Khāmemi savva-jīve savvë jive khamantu me /

metti me savva-bhūesu, veraṃ mejjha na keṇavi //

(I ask pardon of all creatures, may all creatures pardon me.

May I have friendship with all beings and enmity with none.)

In their daily prayers and samayika, Jains recite Iryavahi sutra seeking forgiveness from all creatures while involved in routine activities:

May you, O Revered One! Voluntarily permit me. I would like to confess my sinful acts committed while walking. I honour your permission. I desire to absolve myself of the sinful acts by confessing them. I seek forgiveness from all those living beings which I may have tortured while walking, coming and going, treading on living organism, seeds, green grass, dew drops, ant hills, moss, live water, live earth, spider web and others. I seek forgiveness from all these living beings, be they — one sensed, two sensed, three sensed, four sensed or five sensed. Which I may have kicked, covered with dust, rubbed with ground, collided with other, turned upside down, tormented, frightened, shifted from one place to another or killed and deprived them of their lives. (By confessing) may I be absolved of all these sins.
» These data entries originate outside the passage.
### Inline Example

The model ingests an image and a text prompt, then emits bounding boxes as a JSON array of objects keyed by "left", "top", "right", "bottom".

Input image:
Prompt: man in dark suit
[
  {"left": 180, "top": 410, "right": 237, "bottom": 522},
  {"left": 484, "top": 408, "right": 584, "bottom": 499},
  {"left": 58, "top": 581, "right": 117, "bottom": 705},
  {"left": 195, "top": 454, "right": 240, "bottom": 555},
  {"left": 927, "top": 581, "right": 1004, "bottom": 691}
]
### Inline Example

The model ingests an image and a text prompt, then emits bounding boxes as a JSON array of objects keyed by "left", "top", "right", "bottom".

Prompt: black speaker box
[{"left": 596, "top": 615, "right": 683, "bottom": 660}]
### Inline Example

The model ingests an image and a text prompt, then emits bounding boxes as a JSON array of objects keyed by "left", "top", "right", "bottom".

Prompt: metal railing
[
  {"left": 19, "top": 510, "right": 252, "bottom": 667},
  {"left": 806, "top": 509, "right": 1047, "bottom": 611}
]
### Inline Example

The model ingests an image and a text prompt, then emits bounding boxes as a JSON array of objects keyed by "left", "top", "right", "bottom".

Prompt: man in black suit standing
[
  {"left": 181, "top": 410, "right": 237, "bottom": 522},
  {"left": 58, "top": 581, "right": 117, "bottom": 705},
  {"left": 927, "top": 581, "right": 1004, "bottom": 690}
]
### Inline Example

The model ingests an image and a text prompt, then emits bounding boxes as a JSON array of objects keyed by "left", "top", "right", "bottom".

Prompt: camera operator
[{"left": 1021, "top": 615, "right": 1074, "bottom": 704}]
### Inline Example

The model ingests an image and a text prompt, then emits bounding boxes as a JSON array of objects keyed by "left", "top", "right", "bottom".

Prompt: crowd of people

Jain texts quote Māhavīra on forgiveness:

By practicing prāyaṣcitta (repentance), a soul gets rid of sins, and commits no transgressions; he who correctly practises prāyaṣcitta gains the road and the reward of the road, he wins the reward of good conduct. By begging forgiveness he obtains happiness of mind; thereby he acquires a kind disposition towards all kinds of living beings; by this kind disposition he obtains purity of character and freedom from fear.

— Māhavīra in Uttarādhyayana Sūtra 29:17–18

Even the code of conduct amongst the monks requires the monks to ask forgiveness for all transgressions:

If among monks or nuns occurs a quarrel or dispute or dissension, the young monk should ask forgiveness of the superior, and the superior of the young monk. They should forgive and ask forgiveness, appease and be appeased, and converse without restraint. For him who is appeased, there will be success (in control); for him who is not appeased, there will be no success; therefore one should appease one's self. 'Why has this been said, Sir? Peace is the essence of monasticism'.

Kalpa Sūtra 8:59

Hoʻoponopono

Hoʻoponopono is an ancient Hawaiian practice of reconciliation and forgiveness, combined with prayer. Similar forgiveness practices were performed on islands throughout the South Pacific, including Samoa, Tahiti and New Zealand. Traditionally Hoʻoponopono is practiced by healing priests or kahuna lapaʻau among family members of a person who is physically ill. Modern versions are performed within the family by a family elder, or by the individual alone.

Popular recognition

The need to forgive is widely recognized by the public, but they are often at a loss for ways to accomplish it. For example, in a large representative sampling of American people on various religious topics in 1988, the Gallup Organization found that 94% said it was important to forgive, but 85% said they needed some outside help to be able to forgive. However, not even regular prayer was found to be effective. Akin to forgiveness is mercy, so even if a person is not able to complete the forgiveness process he or she can still show mercy, especially when so many wrongs are done out of weakness rather than malice. The Gallup poll revealed that the only thing that was effective was "meditative prayer".

Forgiveness as a tool has been extensively used in restorative justice programs, after the abolition of apartheid Truth and Reconciliation Commission (South Africa), run for victims and perpetrators of Rwandan genocide, the violence in Israeli–Palestinian conflict, and Northern Ireland conflict, which has also been documented in film, Beyond Right and Wrong: Stories of Justice and Forgiveness (2012).